Things don’t look good for OQO, the company behind a series of handheld computers that ran full-blown Windows. As Eliot Buskirk reports over at Wired.com, the company has lost its CEO and resellers have stopped taking preorders for its next-generation model; rumors are that it’s running out of time to make it as a stand-alone entity.
If OQO folds, it’ll be sad–but the funny thing is that it’s already a pock-marked survivor in the product category of tiny Windows devices. The similar FlipStart PC (backed by Microsoft cofounder Paul Allen) was on the market for only a year. And as far as I can tell, Sony has discontinued its pocket-sized UX handheld. Microsoft’s once-hyped Ultra-Mobile PC (UMPC) platform, meanwhile, is alive but far from thriving.
And yet, the funny thing is that there’s never been more interest in extremely portable computing devices than there is today, nor as many attractive choices. It’s just that very few of them bear much resemblance to the OQO and its direct rivals. Smartphones like the iPhone 3G and T-Mobile G1 are pocket-sized computers by any definition I can imagine; netbooks such as Asus’s Eee PC 1000HE are bigger than the OQO but smaller than garden-variety notebooks.
So how come OQO-class machines have never caught on? I can think of several reasons:
Windows was never designed to run on devices that small. It wants a display with both decent resolution and a fair amount of physical space. They assume the availability of a decent QWERTY keyboard (and I’ve never seen an OQO-class gadget that even had as good a keyboard as I think could be crammed into the available space). They benefit from a mouse, or at least a large touchpad. The whole idea behind these devices is providing the benefits of the world’s most widely-used operating system–such as scads of applications–but the fundamental usability hassles canceled the virtues out for most folks.
They’re full of advanced engineering that didn’t deliver enough user benefit. It’s a small miracle that OQO was able to get full-strength Windows to run on a machine that small at all, and a tribute to the company’s designers. But smartphone engineers have a head start, since they aren’t stuck with the challenge of making a desktop OS run on a tiny device. And netbooks, almost by definition, don’t include any sophistcated engineering–and don’t have to, since they’re large enough that miniaturization isn’t required. (There’s a reason why most netbooks are actually rather chunky.)
They’re too dang expensive. A couple of years ago, the OQO and FlipStart both cost $2000, or more than most people pay for a traditional notebook. Today, OQO starts at a grand. You could buy both a smartphone and a netbook for that, and have money left over.
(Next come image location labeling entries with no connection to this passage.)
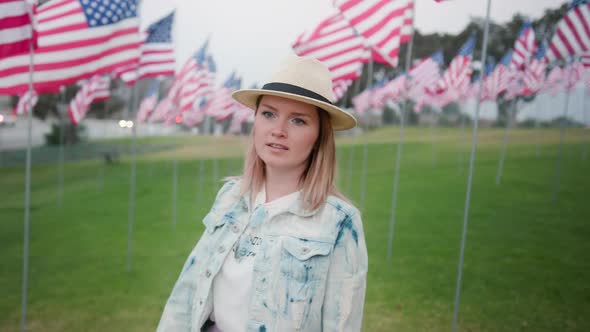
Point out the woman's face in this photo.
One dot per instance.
(285, 132)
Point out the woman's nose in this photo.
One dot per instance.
(280, 129)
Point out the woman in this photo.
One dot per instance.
(283, 250)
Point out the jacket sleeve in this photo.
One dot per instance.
(178, 312)
(342, 309)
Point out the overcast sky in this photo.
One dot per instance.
(251, 36)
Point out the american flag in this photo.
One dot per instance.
(534, 74)
(380, 22)
(498, 77)
(424, 75)
(221, 104)
(94, 89)
(76, 39)
(572, 35)
(189, 84)
(23, 103)
(434, 99)
(16, 27)
(197, 79)
(362, 101)
(196, 115)
(157, 54)
(162, 111)
(241, 114)
(408, 23)
(334, 43)
(149, 102)
(524, 46)
(554, 82)
(573, 74)
(458, 75)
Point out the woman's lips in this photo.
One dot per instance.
(277, 146)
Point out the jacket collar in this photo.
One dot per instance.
(295, 208)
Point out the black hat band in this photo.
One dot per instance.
(294, 89)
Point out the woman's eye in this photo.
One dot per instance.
(267, 114)
(298, 121)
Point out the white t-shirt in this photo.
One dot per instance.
(233, 284)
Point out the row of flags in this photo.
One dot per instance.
(521, 72)
(85, 40)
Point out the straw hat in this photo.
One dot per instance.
(302, 79)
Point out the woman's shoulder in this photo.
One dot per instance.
(230, 187)
(342, 205)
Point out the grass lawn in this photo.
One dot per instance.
(527, 265)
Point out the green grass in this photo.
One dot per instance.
(526, 262)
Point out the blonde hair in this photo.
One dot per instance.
(317, 181)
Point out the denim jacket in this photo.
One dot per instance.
(310, 273)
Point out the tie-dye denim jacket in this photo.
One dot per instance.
(310, 273)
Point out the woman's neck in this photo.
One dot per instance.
(278, 184)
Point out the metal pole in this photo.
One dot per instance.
(537, 124)
(174, 189)
(365, 144)
(584, 120)
(100, 160)
(132, 177)
(400, 142)
(561, 136)
(61, 151)
(432, 128)
(511, 112)
(461, 134)
(471, 166)
(200, 183)
(215, 173)
(23, 321)
(357, 87)
(1, 149)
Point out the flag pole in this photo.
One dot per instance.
(584, 120)
(174, 189)
(561, 136)
(511, 113)
(400, 142)
(538, 107)
(25, 277)
(132, 177)
(357, 88)
(61, 149)
(461, 134)
(432, 129)
(365, 144)
(102, 162)
(471, 166)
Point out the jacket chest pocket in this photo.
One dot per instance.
(303, 271)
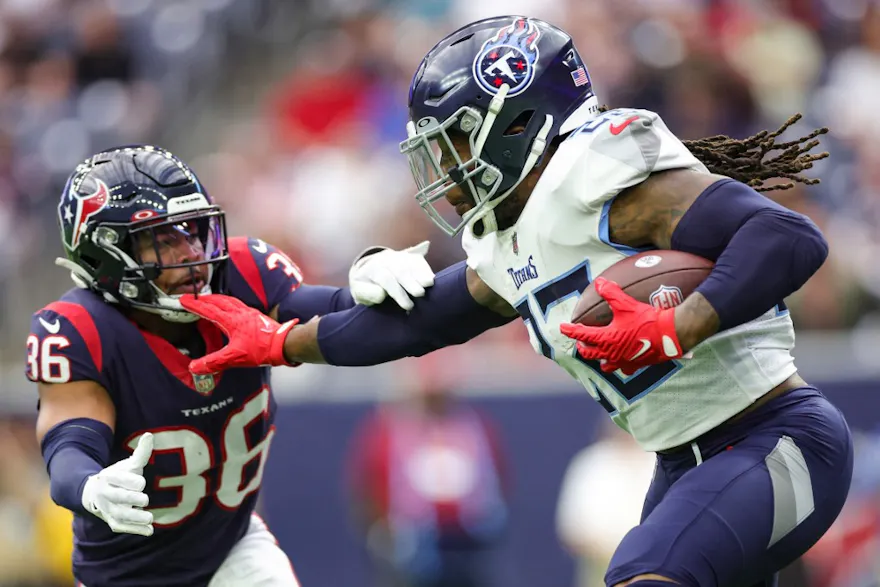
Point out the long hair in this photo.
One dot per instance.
(755, 159)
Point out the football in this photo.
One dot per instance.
(660, 278)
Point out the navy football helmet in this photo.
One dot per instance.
(510, 85)
(128, 195)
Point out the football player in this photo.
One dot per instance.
(753, 463)
(161, 468)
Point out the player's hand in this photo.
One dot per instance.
(116, 494)
(254, 338)
(401, 275)
(639, 334)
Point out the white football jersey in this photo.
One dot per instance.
(560, 243)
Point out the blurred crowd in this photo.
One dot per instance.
(314, 166)
(317, 169)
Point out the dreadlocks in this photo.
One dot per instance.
(747, 160)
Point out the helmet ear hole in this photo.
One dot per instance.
(519, 124)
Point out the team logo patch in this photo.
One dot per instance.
(523, 274)
(204, 384)
(509, 58)
(77, 210)
(665, 297)
(648, 261)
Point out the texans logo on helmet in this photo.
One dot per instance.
(508, 58)
(86, 206)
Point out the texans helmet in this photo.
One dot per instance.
(511, 85)
(129, 193)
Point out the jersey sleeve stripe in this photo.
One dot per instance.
(241, 257)
(85, 325)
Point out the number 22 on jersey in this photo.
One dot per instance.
(197, 458)
(535, 309)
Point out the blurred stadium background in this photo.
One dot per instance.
(291, 110)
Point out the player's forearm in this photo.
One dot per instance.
(301, 344)
(308, 301)
(695, 321)
(73, 451)
(447, 315)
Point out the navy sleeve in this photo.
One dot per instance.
(763, 252)
(64, 345)
(273, 280)
(446, 315)
(267, 273)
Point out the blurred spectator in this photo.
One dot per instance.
(428, 484)
(601, 500)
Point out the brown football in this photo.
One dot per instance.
(660, 278)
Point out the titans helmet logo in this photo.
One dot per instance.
(509, 58)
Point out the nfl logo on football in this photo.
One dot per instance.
(204, 384)
(665, 297)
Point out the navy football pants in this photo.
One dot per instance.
(768, 488)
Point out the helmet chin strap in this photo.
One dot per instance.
(169, 307)
(486, 215)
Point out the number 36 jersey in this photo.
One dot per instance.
(211, 434)
(561, 242)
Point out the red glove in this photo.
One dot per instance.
(254, 338)
(639, 334)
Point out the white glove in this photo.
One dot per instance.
(116, 493)
(399, 274)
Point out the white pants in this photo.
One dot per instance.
(255, 561)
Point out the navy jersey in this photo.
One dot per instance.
(211, 435)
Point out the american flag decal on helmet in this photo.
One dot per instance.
(580, 76)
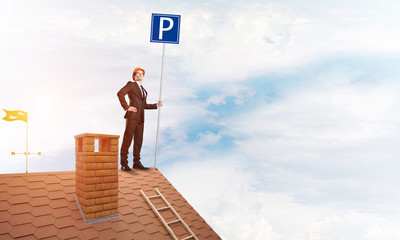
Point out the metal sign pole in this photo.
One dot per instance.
(26, 153)
(159, 109)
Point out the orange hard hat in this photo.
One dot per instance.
(137, 69)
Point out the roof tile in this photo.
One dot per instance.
(68, 232)
(4, 187)
(20, 208)
(64, 222)
(18, 190)
(57, 203)
(88, 233)
(22, 230)
(38, 192)
(41, 210)
(5, 227)
(4, 206)
(21, 219)
(16, 199)
(54, 187)
(51, 179)
(5, 216)
(36, 185)
(57, 195)
(6, 237)
(17, 182)
(46, 231)
(39, 201)
(46, 201)
(44, 220)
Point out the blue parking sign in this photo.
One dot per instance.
(165, 28)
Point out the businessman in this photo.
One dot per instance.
(134, 118)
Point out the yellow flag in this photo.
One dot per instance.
(16, 115)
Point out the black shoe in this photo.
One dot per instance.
(138, 165)
(125, 168)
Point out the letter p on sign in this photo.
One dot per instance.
(165, 28)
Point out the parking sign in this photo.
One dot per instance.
(165, 28)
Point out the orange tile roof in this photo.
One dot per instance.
(43, 206)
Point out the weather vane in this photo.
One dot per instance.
(23, 116)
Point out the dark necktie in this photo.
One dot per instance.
(142, 90)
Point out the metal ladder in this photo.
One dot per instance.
(166, 225)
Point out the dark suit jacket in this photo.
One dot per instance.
(135, 100)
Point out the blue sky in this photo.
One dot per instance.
(279, 117)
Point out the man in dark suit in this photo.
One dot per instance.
(134, 118)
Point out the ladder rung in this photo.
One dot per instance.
(164, 208)
(154, 196)
(175, 221)
(189, 237)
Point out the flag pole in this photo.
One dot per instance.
(159, 109)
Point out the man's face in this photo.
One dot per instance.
(139, 75)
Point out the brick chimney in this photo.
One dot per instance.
(96, 176)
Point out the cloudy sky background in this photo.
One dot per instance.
(279, 121)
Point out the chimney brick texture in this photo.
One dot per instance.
(96, 175)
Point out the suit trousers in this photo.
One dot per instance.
(133, 129)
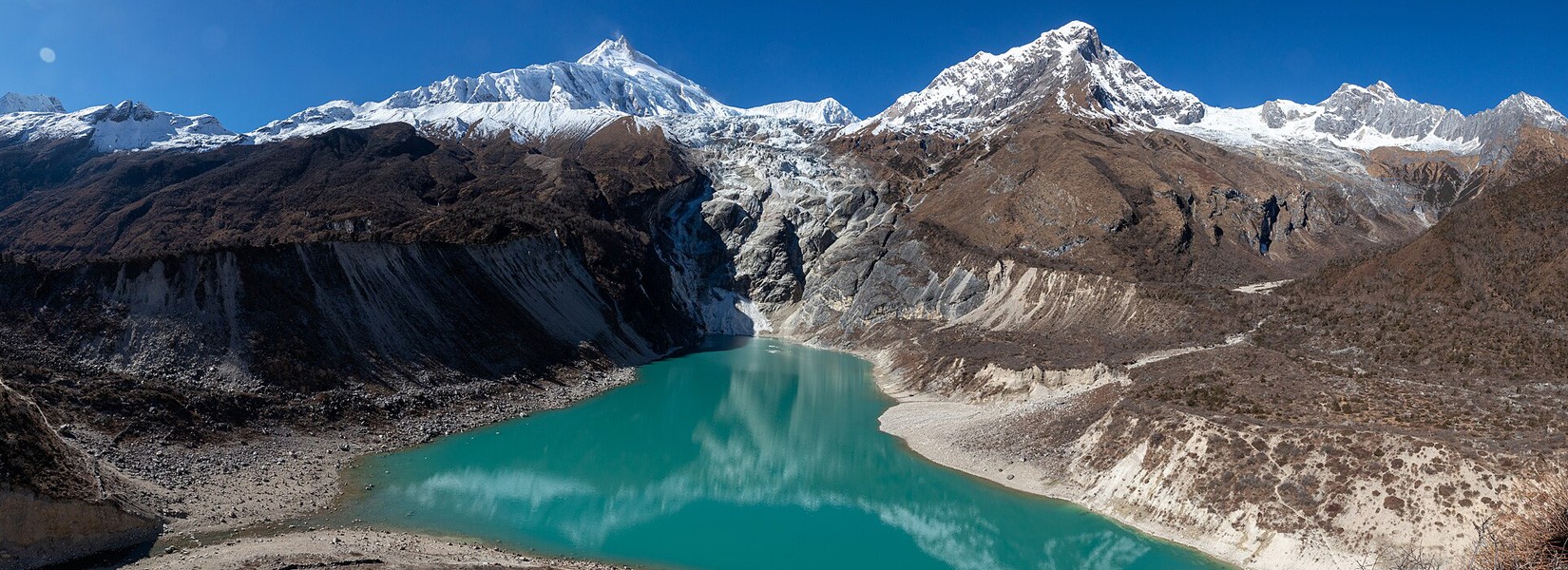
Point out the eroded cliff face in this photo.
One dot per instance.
(1059, 271)
(1073, 284)
(60, 503)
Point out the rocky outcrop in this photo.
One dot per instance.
(60, 504)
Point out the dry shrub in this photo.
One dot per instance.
(1537, 536)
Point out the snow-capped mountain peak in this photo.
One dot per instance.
(1066, 69)
(618, 53)
(125, 125)
(16, 102)
(1365, 118)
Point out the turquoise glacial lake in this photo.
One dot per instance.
(750, 454)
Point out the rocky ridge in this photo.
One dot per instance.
(1029, 217)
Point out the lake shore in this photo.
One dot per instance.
(248, 502)
(943, 429)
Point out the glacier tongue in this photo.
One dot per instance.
(127, 125)
(827, 111)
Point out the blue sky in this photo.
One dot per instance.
(253, 62)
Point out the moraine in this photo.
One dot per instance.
(752, 454)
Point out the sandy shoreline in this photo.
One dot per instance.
(935, 428)
(248, 503)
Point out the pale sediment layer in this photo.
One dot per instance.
(237, 504)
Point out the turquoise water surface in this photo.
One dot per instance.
(753, 454)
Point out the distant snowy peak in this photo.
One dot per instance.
(540, 101)
(1066, 69)
(16, 102)
(1367, 118)
(127, 125)
(825, 111)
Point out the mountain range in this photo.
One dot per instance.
(1087, 260)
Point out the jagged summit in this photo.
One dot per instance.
(1065, 71)
(1366, 118)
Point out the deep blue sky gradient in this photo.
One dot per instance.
(253, 62)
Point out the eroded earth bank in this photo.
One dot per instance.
(1046, 254)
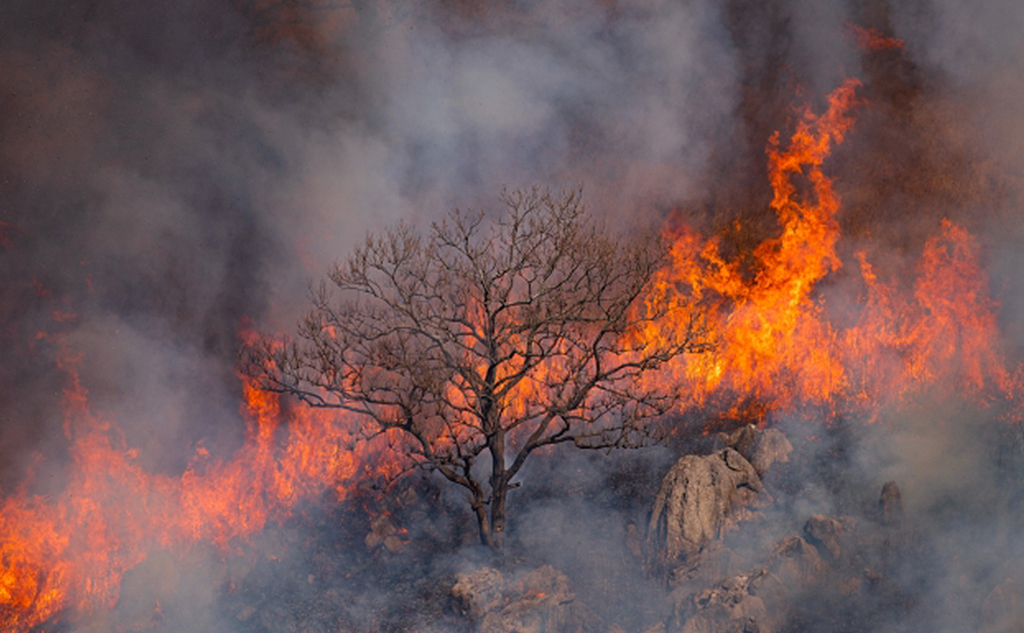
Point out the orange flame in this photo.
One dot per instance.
(775, 343)
(72, 551)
I know that there are people who are passionate fans of the OQO and similar devices–but there don’t seem to be enough of them to add up to a robust business, and that just isn’t that surprising. Will OQO’s woes scare other companies off from building other computers of this sort? Maybe not: Intel is forging ahead with its Mobile Internet Device platform. I wish it luck. But I’m thinking that consumers have already rendered their verdict–and as usual, theirs is the only one that counts.